Department of Italian Language and Literature
National and Kapodistrian University of Athens

Corpora developed for various research activities

·         Corpus of Spoken Greek [in preparation]

A corpus of over 40 hours of recordings of urban Modern Greek. The transcriptions are in HIAT format and are time-aligned with the sound files. 

·         Newswire Corpus of Modern Greek

20Mwords of written text from 2 high circulation newspapers in Greece (Kathimerini, Ta NEA).

·         Author identification corpora

Various corpora designed for author attribution, verification and gender profiling.

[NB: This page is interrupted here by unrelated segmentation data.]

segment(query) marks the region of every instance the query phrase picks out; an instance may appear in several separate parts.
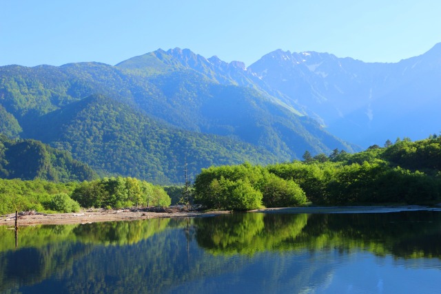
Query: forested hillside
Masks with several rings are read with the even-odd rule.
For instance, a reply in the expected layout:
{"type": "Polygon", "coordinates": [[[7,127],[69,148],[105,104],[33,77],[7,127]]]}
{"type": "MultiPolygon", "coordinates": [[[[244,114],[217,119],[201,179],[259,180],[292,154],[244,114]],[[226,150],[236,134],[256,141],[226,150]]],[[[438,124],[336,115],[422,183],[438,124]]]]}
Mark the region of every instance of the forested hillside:
{"type": "Polygon", "coordinates": [[[202,167],[243,161],[275,162],[264,149],[238,141],[158,123],[127,105],[92,96],[37,119],[30,135],[68,150],[102,174],[183,182],[202,167]]]}
{"type": "Polygon", "coordinates": [[[89,166],[72,159],[66,151],[34,140],[10,140],[0,134],[0,178],[70,182],[96,177],[89,166]]]}
{"type": "Polygon", "coordinates": [[[96,63],[10,65],[0,76],[6,136],[66,150],[102,175],[176,183],[185,158],[194,176],[211,165],[291,160],[305,149],[353,151],[258,89],[183,66],[146,74],[96,63]]]}

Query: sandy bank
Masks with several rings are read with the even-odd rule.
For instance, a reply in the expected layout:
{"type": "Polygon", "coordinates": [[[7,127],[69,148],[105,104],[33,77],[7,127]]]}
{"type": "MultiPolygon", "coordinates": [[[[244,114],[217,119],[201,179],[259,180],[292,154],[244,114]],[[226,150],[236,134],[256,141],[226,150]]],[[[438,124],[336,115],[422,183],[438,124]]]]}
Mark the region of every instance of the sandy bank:
{"type": "MultiPolygon", "coordinates": [[[[19,216],[19,226],[34,224],[85,224],[97,222],[112,222],[118,220],[147,220],[155,218],[189,218],[211,216],[227,213],[228,211],[181,212],[170,210],[168,212],[133,211],[129,209],[84,210],[78,213],[30,214],[19,216]]],[[[15,224],[15,214],[8,214],[0,217],[0,225],[13,226],[15,224]]]]}
{"type": "MultiPolygon", "coordinates": [[[[283,207],[251,211],[265,213],[391,213],[418,210],[441,211],[441,208],[421,207],[416,205],[402,207],[283,207]]],[[[30,214],[19,216],[19,225],[34,224],[85,224],[96,222],[112,222],[118,220],[147,220],[155,218],[193,218],[213,216],[229,213],[229,211],[185,212],[170,210],[167,212],[152,212],[124,210],[94,209],[84,210],[79,213],[30,214]]],[[[13,226],[15,214],[8,214],[0,217],[0,225],[13,226]]]]}

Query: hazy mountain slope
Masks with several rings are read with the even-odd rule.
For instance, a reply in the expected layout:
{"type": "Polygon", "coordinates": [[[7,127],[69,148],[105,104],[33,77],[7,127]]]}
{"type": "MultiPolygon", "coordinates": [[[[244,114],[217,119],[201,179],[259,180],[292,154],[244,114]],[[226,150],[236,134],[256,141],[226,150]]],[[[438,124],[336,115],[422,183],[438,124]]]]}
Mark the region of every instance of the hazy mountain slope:
{"type": "Polygon", "coordinates": [[[249,67],[328,127],[368,146],[439,132],[441,44],[396,63],[366,63],[317,52],[276,50],[249,67]]]}

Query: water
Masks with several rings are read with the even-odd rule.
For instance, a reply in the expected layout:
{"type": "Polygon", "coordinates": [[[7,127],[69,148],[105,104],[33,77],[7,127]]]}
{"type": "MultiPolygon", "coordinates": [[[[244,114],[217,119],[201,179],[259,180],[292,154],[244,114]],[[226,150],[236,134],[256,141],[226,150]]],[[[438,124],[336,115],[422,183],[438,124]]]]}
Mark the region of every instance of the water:
{"type": "Polygon", "coordinates": [[[10,229],[2,293],[441,293],[441,211],[10,229]]]}

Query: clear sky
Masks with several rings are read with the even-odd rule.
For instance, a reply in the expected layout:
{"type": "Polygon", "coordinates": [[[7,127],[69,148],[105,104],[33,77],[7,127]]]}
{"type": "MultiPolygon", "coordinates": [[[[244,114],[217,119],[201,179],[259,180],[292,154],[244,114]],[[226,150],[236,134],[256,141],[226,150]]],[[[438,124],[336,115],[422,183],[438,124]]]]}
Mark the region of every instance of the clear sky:
{"type": "Polygon", "coordinates": [[[251,65],[276,49],[396,62],[441,42],[436,0],[0,0],[0,65],[114,65],[175,47],[251,65]]]}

·         Corpus for teaching Modern Greek as a foreign language

This corpus contains texts organized in three different thematic areas (Market, Health and Environment). The specific topics are related directly to the teaching units of the curriculum “Intermediate level for Modern Greek” of the Greek Language Centre.

·         Learner Corpus of Modern Greek

The first learner corpus of Modern Greek. The corpus contains 333 essays written by foreigners originated by 51 different countries who learn Modern Greek in the School of the University of Athens. Each essay has been transcribed in electronic form and each error has been tagged using a custom error taxonomy developed specifically for the needs of the project. Error tagging carried out using special software (Episimiotis) which utilized XML for coding errors and metalanguage data for each text.